Gel (see footnote at end for a brief description of gels aimed at non-biologists) splicing is a term that describes the cutting and pasting of images of lanes (where 1 lane = 1 sample) and placing the images of the lanes in a different order or even combining lanes from different gels. A more extreme form is to simply shift the subsection of the lane, corresponding to the probed molecule, from one lane to the next.
This is wrong and it always has been. However, in post publication peer review on PubPeer, it is often defended, particularly for “older” papers, from a decade or more ago. This then raises arguments about what was acceptable then and are we shifting the goalposts of scientific integrity? The matter has even been a “Topic” on PubPeer.

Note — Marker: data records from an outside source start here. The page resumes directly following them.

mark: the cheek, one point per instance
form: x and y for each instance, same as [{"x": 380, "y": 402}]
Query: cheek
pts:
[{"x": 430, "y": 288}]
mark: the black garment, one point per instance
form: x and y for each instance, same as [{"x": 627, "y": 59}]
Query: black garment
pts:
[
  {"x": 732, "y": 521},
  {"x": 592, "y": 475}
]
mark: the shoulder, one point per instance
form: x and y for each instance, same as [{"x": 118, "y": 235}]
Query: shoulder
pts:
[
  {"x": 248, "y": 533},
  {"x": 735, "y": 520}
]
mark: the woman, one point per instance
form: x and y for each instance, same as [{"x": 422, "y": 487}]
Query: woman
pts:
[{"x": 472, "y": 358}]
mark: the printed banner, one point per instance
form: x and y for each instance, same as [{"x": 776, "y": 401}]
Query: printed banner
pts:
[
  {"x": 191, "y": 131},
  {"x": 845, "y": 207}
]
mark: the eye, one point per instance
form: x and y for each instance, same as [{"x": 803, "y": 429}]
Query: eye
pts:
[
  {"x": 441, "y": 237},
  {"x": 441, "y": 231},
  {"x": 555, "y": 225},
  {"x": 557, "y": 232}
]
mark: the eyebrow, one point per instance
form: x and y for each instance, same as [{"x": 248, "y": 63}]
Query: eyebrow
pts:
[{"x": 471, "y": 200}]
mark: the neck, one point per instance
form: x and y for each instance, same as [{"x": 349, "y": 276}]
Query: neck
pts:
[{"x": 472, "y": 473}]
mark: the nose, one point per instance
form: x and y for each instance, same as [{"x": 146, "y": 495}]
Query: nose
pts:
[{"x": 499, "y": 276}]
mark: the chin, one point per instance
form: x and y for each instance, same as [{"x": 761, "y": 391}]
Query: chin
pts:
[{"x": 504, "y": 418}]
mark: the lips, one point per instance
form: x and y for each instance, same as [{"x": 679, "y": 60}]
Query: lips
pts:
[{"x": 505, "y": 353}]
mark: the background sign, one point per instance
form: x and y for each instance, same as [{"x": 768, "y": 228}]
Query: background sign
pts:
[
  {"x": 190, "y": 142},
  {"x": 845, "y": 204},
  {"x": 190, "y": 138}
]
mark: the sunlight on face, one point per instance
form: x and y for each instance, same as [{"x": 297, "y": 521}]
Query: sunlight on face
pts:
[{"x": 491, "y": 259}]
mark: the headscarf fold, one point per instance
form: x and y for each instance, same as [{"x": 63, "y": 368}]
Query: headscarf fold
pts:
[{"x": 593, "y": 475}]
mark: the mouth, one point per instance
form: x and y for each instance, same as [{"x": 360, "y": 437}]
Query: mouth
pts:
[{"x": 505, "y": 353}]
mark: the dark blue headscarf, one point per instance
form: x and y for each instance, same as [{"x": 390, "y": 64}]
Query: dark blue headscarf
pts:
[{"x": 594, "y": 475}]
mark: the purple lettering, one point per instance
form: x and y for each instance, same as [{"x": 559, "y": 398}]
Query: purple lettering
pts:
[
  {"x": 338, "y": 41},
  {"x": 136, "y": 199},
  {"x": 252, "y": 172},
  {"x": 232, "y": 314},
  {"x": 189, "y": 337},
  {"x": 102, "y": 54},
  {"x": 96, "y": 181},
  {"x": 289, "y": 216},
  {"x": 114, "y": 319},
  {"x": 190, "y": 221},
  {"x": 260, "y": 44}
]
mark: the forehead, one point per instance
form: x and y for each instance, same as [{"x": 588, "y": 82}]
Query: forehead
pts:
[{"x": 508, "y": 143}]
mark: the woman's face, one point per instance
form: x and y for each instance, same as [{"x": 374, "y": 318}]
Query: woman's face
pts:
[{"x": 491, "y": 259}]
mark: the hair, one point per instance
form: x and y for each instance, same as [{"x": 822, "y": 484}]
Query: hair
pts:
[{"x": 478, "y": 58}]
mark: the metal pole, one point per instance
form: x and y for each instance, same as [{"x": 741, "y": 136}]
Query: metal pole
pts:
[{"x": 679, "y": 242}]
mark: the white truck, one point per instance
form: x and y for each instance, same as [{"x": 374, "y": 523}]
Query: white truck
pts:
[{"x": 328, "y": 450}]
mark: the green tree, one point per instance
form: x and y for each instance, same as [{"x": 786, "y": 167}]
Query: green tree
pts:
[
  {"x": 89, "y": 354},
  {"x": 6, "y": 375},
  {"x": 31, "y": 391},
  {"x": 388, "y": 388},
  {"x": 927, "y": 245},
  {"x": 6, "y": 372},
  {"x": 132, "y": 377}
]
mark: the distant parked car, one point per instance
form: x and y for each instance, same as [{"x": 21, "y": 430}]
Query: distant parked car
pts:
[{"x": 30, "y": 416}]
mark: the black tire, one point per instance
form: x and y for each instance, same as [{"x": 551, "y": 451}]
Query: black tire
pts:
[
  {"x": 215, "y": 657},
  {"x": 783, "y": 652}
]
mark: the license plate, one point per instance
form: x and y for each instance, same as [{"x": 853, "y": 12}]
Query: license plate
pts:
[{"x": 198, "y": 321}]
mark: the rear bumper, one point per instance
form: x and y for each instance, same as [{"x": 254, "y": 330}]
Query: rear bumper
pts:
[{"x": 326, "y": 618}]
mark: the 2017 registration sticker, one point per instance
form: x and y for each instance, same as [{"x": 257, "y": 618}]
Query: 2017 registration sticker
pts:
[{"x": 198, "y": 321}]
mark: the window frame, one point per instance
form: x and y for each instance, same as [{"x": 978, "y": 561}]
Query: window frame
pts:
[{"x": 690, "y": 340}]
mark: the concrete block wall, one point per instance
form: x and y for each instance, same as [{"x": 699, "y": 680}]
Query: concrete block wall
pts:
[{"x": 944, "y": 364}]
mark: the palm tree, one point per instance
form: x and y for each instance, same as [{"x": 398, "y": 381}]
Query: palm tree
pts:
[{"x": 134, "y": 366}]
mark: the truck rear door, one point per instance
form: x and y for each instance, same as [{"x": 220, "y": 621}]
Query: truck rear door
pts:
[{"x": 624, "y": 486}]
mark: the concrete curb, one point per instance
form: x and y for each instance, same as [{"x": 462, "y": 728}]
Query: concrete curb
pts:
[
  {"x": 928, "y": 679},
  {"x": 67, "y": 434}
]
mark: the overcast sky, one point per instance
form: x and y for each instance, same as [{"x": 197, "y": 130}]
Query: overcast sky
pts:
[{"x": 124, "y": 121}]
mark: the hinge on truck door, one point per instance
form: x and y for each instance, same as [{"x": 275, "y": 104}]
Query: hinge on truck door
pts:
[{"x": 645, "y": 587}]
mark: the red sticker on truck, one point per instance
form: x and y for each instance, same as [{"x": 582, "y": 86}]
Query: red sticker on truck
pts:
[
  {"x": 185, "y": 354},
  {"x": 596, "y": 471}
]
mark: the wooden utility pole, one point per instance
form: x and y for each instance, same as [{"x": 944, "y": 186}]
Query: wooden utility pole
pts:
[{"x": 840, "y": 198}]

While I agree that space constraints on gels and in publications led to editors requesting the removal of blank lanes (an important point raised by “Unreg” in the above Topic discussion I do not think that this explains the large number of splicing events coming to light. Today I came across a very nice argument by “Peer1” on PubPeer, to which I can find no riposte – the fact that journal editors aided and abetted the practice cannot condone it. This is Peer1’s argument
This has always been the case, be it in the time of the scalpel and the camera or Photoshop.
The same applies to manipulation of any other data, such as spectroscopy or FACS. Think about it this way. You discover a fossil, with some pieces apparently not fitting the jigsaw of your hypothesis. Rather than go back to the field to search for more data, you simply get out the tools and alter the fossil.
Yes, it is hard, slow and painstaking work and always will be. Those who put their fossils together using glue and claim that this is what was found in the field rightly deserve criticism and that their paper be withdrawn, regardless of whether the actual predicted fossil turns out to exist. The one described in the paper never existed, so the paper cannot either.
I do realise that fossils are put back together again, but I think the point being made is that the joins are explicit, whereas hiding the fact that there is a join is wrong.
Gels of agarose and polyacrylamide are used for the analysis of nucleic acids and proteins. On a gel there will be several lanes, each loaded with a different sample. This allows the comparison of biological samples. By using probes to reveal the identify of particular nucleic acids or proteins, gels allow changes in individual molecules to be monitored in complex samples (cells, tissues, even entire model organisms). So immensely powerful, and these techniques have led to important advances in our understanding of biochemistry and cell biology.